Vous étiez l’un des jurés des Flammes, qui célèbrent les champions du rap et ses nombreux courants. Comment ça s’est passé ? Êtes-vous fier de contribuer à cette célébration ?

Je suis extrêmement fier d’avoir contribué à cette cérémonie. J’ai vraiment été surpris d’être contacté par les organisateurs, Booska-P et Yard. Ils m’ont présenté le projet et fait cette proposition. J’ai répondu en moins de 30 secondes (rires). Je parlais du fait que nos cultures caribéennes étaient de mieux en mieux acceptées et impliquées, et c’est exactement ce que j’ai ressenti surtout quand j’ai vu les autres membres du jury avec des personnalités prestigieuses de l’industrie musicale de rap et de l’industrie musicale. C’est vraiment un honneur.

Les artistes caribéens y sont-ils assez représentés ? Il y a notamment Kalash, Maureen et Meryl…
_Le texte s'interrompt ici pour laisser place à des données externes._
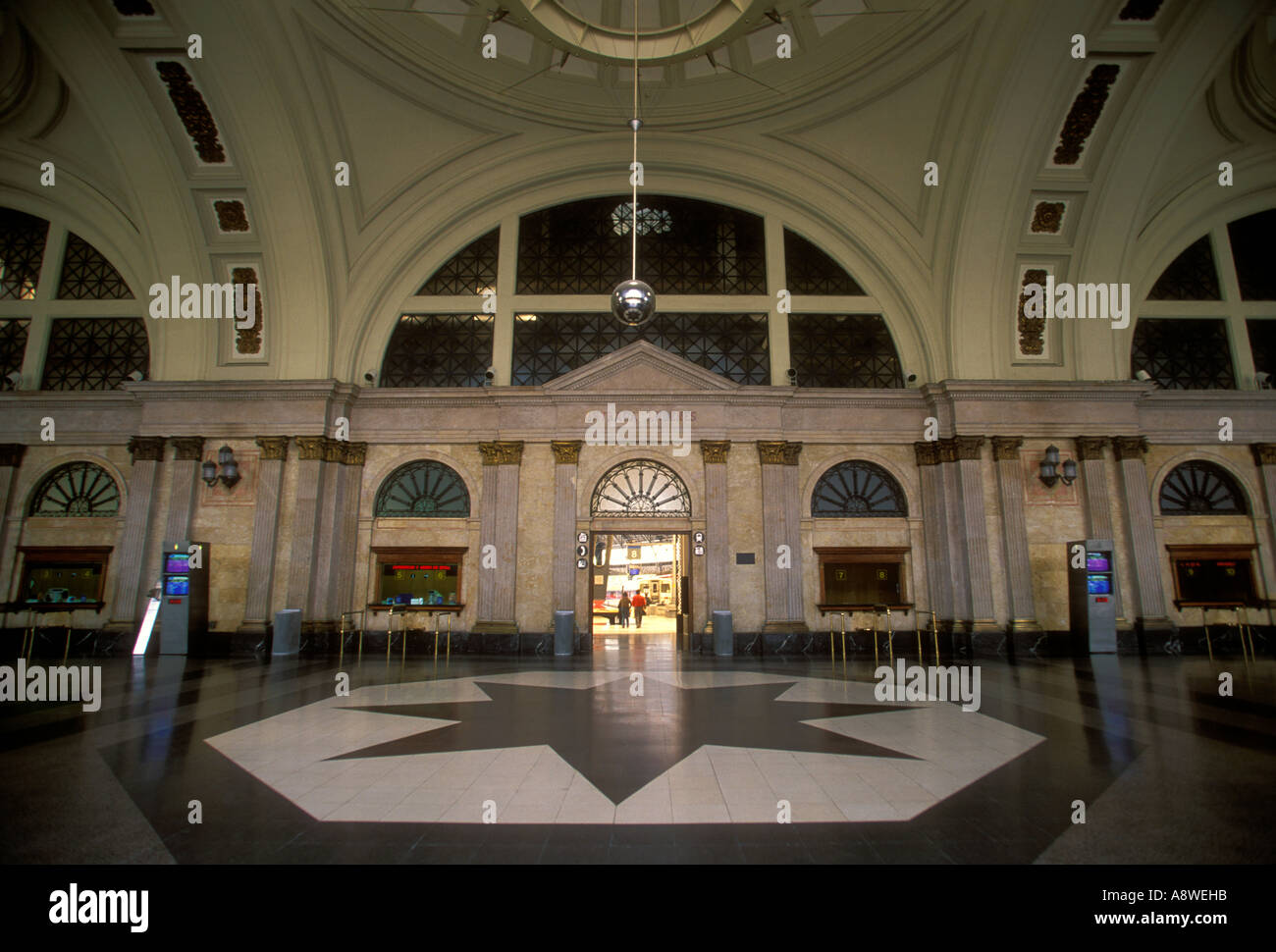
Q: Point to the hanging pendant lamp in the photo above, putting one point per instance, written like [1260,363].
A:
[633,301]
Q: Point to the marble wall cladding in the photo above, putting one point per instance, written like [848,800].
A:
[534,578]
[744,490]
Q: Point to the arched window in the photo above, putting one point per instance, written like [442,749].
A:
[60,318]
[76,490]
[858,489]
[688,249]
[422,489]
[641,488]
[1197,488]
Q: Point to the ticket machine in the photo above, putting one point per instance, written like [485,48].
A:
[184,598]
[1092,595]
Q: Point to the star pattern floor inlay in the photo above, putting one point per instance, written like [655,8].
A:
[545,747]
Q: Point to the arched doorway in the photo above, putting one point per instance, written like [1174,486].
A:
[641,556]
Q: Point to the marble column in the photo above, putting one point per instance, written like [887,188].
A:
[187,457]
[341,578]
[958,568]
[935,530]
[566,457]
[1264,532]
[266,528]
[792,538]
[1093,485]
[11,458]
[133,578]
[979,570]
[718,543]
[317,608]
[774,532]
[1015,534]
[498,527]
[1149,615]
[311,472]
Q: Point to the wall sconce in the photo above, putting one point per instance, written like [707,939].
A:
[1050,468]
[230,468]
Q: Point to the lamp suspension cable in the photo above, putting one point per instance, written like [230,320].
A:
[633,169]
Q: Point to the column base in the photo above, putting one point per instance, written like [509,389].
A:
[496,628]
[785,628]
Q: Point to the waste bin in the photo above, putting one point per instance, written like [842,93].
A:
[288,632]
[564,632]
[723,636]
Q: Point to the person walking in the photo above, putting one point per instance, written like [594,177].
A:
[639,603]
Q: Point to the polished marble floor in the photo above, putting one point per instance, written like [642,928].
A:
[641,755]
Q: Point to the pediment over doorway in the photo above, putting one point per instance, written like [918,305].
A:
[641,368]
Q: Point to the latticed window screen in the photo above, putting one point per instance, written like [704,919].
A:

Il y a des artistes caribéens qu’on aurait aimé voir, mais il y avait des critères pour participer, à savoir d’avoir sorti un album, un morceau ou une œuvre durant l’année 2022. Du coup, certains artistes qui auraient tout à fait mérité leur place n’étaient pas présents. Maintenant, ça ne tient qu’à eux de sortir des projets en 2023 pour la prochaine édition. Sinon, on avait des artistes représentatifs et une catégorie très intéressante qui est le morceau caribéen ou d’inspiration caribéenne de l’année [remporté par Kalash et Maureen]. Ça redonne de la valeur aux Caraïbes. Et il n’y avait pas que des Caribéens nommés, mais aussi des artistes francophones comme Aya Nakamura et Damso.

Qu’est-ce qui manque aujourd’hui au rap kréyol (créole) pour mieux se faire entendre ?

Je pense qu’il faudrait travailler à structurer le secteur, qu’il y ait de vrais managers, bookers, directeurs artistiques, etc. Malheureusement, peut-être par manque de moyens ou de connaissance de l’industrie musicale, une personne endosse la quasi-totalité des rôles et forcément il y a des limites. En créant L’Oxymore, je voulais aussi structurer un peu la sphère médiatique en permettant aux artistes de rap et dancehall de venir défendre leur projet, faire de la promo, parler de leur processus créatif. L’idéal serait que ce soit fait dans tous les domaines. Mais j’ai le sentiment que ça progresse au fur et à mesure. Maintenant, l’ossature doit être renforcée afin de mieux aller défendre des projets auprès de labels, de festivals et auprès éventuellement d’autres artistes nationaux et internationaux afin d’élargir la cible et de toucher de plus en plus de monde.